God is in Creation (Psalm 19/Lent 3B)

I have always loved Psalm 19, and I also regard it as a unified Psalm even though it is divided into two parts.  Those two parts, however, convey a unified central message.  God is the creator and this is why he is also the lawgiver.

In the ten commandments, also part of this week’s reading, God addresses Israel and starts by saying who he is and what his claim is on them in particular.  This is one reason that it is important to remember that the ten commandments were not initially addressed universally, but rather specifically to the Israelites who were fleeing Egypt.  God addresses them and announces that he is the God who has freed them.  That is the basis for that particular piece of legislation.  But while “the” Torah, or the first five books of the Bible, is addressed to Jews, “Torah” (instruction in general) is addressed to everyone.  I would read “Torah” in Psalm 19 as this wider instruction.

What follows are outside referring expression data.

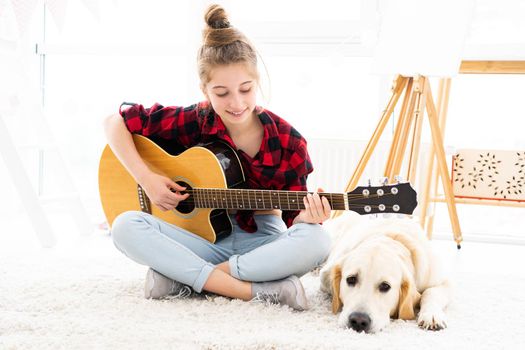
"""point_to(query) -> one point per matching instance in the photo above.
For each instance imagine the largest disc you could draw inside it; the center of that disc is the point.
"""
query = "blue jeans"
(273, 252)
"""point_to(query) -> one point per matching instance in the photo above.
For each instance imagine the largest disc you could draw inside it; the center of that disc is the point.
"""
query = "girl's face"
(232, 94)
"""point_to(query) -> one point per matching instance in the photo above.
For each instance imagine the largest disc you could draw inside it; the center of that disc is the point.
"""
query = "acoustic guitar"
(213, 176)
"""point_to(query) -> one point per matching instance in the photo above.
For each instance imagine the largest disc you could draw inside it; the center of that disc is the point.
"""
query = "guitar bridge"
(145, 204)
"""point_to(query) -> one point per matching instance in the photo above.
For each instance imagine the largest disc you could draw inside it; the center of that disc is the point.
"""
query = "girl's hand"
(162, 191)
(316, 210)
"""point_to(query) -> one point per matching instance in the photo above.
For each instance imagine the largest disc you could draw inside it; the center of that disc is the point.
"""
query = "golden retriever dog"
(380, 269)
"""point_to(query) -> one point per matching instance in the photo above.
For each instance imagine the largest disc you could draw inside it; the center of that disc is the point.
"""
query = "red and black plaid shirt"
(282, 162)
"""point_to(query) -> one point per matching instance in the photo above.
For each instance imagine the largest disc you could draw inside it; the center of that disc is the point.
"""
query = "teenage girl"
(266, 251)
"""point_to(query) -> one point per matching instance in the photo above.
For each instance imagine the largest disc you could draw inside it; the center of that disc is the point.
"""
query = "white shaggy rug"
(89, 296)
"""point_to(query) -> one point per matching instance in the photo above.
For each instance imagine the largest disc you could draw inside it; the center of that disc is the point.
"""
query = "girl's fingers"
(326, 208)
(318, 205)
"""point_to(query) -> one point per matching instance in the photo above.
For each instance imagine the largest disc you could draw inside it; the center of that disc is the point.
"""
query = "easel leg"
(400, 132)
(398, 87)
(442, 165)
(430, 185)
(418, 114)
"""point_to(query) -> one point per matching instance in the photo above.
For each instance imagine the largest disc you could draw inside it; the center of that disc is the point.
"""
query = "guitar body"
(213, 175)
(214, 166)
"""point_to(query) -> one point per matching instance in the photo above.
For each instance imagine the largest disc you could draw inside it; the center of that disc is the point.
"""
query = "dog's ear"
(335, 275)
(408, 300)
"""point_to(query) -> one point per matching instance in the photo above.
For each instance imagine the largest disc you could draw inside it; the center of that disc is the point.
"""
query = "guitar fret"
(239, 205)
(224, 199)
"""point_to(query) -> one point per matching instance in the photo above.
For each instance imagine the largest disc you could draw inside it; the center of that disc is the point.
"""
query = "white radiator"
(336, 160)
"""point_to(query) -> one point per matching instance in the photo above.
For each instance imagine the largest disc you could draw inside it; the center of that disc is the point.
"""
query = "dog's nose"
(359, 321)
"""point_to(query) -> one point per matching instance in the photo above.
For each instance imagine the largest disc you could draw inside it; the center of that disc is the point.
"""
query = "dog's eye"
(351, 281)
(384, 287)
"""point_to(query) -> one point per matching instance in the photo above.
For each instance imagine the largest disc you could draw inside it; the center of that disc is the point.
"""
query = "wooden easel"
(430, 194)
(417, 97)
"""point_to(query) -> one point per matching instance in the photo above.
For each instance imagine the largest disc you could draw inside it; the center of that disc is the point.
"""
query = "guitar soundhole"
(188, 205)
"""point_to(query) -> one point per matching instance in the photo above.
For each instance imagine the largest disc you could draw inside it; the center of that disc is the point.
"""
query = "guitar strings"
(267, 202)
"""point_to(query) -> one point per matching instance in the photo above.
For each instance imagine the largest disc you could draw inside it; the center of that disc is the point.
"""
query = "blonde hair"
(223, 45)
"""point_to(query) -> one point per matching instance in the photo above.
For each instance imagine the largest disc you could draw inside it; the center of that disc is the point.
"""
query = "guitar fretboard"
(258, 199)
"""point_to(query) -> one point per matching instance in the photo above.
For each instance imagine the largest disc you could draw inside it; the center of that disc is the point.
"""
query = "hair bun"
(216, 17)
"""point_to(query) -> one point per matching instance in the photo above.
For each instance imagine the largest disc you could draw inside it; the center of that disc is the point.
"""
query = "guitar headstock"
(398, 198)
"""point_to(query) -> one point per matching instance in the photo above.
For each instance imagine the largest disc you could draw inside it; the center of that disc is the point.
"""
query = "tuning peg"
(399, 179)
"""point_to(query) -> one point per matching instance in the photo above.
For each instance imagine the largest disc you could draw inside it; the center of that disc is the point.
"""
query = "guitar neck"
(259, 199)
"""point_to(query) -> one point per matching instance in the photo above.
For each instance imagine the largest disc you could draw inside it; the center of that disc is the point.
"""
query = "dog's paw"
(432, 320)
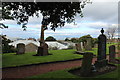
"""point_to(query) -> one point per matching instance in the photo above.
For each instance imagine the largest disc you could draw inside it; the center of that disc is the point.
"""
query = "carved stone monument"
(78, 47)
(88, 45)
(112, 53)
(101, 57)
(20, 48)
(86, 64)
(42, 50)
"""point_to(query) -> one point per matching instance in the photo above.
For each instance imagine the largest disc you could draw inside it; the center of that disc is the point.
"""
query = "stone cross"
(20, 48)
(42, 50)
(101, 57)
(86, 67)
(112, 53)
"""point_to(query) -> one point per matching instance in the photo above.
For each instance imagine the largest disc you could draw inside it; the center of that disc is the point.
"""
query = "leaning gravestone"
(42, 50)
(86, 64)
(101, 57)
(20, 48)
(78, 47)
(112, 53)
(88, 44)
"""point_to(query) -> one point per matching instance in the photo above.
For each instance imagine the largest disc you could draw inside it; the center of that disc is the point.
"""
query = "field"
(12, 60)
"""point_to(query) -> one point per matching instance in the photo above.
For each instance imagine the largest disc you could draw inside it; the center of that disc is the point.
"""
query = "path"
(32, 70)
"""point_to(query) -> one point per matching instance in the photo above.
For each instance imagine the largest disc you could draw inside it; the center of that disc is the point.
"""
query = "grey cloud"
(100, 11)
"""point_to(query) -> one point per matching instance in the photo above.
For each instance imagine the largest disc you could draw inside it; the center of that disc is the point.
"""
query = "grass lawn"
(66, 74)
(11, 59)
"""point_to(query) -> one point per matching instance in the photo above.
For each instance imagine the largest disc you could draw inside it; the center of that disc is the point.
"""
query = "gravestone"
(112, 53)
(20, 48)
(84, 44)
(86, 67)
(78, 47)
(96, 45)
(31, 48)
(101, 57)
(88, 44)
(42, 50)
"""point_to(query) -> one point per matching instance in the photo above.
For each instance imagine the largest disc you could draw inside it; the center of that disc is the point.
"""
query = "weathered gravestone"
(86, 67)
(101, 57)
(31, 48)
(88, 45)
(112, 53)
(96, 45)
(20, 48)
(42, 50)
(78, 47)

So why is God the one who can give Torah to the entire world, indeed, the entire universe?  Because he is the creator, and creation tells us of him.  If we were to address a “ten commandments” to the world, it might begin “I am your God, who created everything, and specifically created you.”

But as Christians we hear the “brought you out of the land of Egypt, out of the house of bondage” in a very special way.  Jesus has brought each and every one of us out of our own spiritual house of bondage, and led us to this place, wherever “this place” may be.  So he can address us much as he does the Israelites in combining these two passages:  “I’m both your creator and your redeemer.”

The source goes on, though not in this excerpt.